Yapabilirsem benliğimden arınmak istiyorum. Buna tanık olmak
isterim. 'Bencil bir insansın, bundan arın!' gibi değil ama. Bu o
kadar derin bir kavram ki... Gerçek 'ben'i fark etmeniz gerekiyor.
Sonradan edinilmiş, kazanılmış 'ben' değil.
Rihanna bana 'Yes' dedi
- Koyu bir 'Rihannasever'mişsiniz.
Rihanna'yı çok seviyorum. Twitter'da bana cevap verince ortalık
ayağa kalktı! Altı üstü 'Yes' yazmıştı. Sesi çok kuvvetli.
Enerjisini beğeniyorum. Yeni albümü çıktığı saniyede internetten
aldım. Beni sadece romantik slow şarkılar dinliyor zannetmeyin,
arşivim sağlamdır.
ROMANTİKLİĞİMİN SUÇLUSU BENİM
- Duygusal, romantik, sessiz... Bu ifadeler sizinle
özdeşleşti, memnun musunuz algınızdan?
Televizyon, tanıdığınız Mustafa'nın yüzde birini yansıtıyor.

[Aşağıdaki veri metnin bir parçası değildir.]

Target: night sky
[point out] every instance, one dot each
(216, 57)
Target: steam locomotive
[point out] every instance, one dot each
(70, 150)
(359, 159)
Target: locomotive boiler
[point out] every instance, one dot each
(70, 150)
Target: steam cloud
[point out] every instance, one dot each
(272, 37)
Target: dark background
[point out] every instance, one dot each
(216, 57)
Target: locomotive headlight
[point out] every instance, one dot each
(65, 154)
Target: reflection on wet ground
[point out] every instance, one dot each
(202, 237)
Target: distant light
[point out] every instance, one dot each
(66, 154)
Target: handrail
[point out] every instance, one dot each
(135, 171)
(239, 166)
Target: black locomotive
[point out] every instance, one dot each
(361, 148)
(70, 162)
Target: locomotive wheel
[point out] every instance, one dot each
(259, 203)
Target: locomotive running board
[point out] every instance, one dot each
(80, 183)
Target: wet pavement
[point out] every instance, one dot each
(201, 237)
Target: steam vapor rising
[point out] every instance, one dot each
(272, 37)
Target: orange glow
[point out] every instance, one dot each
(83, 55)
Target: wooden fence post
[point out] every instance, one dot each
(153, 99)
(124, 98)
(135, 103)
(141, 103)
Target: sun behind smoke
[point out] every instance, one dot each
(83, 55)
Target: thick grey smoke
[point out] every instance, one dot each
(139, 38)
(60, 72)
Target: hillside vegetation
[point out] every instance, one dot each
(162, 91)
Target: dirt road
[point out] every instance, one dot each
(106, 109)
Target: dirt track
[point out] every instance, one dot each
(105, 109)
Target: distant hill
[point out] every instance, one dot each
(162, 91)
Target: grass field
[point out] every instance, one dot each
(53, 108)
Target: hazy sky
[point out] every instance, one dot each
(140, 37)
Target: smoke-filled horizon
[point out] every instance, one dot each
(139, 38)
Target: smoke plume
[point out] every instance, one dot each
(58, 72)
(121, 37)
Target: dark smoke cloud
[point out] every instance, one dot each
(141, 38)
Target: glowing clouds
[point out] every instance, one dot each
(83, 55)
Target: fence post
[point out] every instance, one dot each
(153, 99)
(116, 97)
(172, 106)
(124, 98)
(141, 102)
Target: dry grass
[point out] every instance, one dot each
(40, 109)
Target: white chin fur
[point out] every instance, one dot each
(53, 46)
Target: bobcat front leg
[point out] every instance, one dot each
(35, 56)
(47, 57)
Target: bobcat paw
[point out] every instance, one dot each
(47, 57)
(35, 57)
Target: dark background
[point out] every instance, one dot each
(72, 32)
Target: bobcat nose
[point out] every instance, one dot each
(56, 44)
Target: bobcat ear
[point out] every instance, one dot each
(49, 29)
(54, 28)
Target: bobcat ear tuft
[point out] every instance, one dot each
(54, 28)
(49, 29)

Kabahatli tabii ki biziz; çünkü 12 tane klibimiz var, 10 tanesi
slow şarkı... Sen 10 tane slow şarkıya klip çekersen tabii ki
romantik derler.
- Bu yargıyı kırma çabanız var mı peki?
Bu albümde hareketli şarkılar var. Albümün remiks versiyonu da
olacak. Kırabileceğimi düşünüyorum.
- Sahnede yavaş yavaş dans da
ediyorsunuz...
Her şey 7 Aralık 2007'de başladı. Sezen
Aksu'nun orkestrasında çalıyordum o zaman. Repertuar geldi,
'Unutamam' şarkısı yazıyor. Hangi tondan söyleyeceğini sormak için
aradığımda 'O şarkıyı sen söyleyeceksin' dedi... Sahneye tek başıma
çıkana kadar, Sezen Aksu'nun konserlerinde kendimi hazırladım. Her
şey sahneye ilk adımı atana kadar. İlk başlarda, evet zorlandım.
Dinleyici bunu o kadar güzel bir şekilde karşıladı ki... Sahnede
pişmeme tanık oldular. Bir televizyon programında zıplamak içimden
gelmiyor ama anın koşullarına göre hareket etmeyi istiyorum.
Kendimi izliyorum; sahnedeki Mustafa daha doğru bir Mustafa gibi
geliyor bana.
- Aranjörlerden şarkı söylemeyip, proje albümü yapanları
nasıl buluyorsunuz?
Yapanların hepsi arkadaşlarım. Destekliyorum. İskender Paydaş'ın
projesinde bir şarkı da söyledim. Halkımız da perdenin
arkasındakileri merak ediyor doğrusu.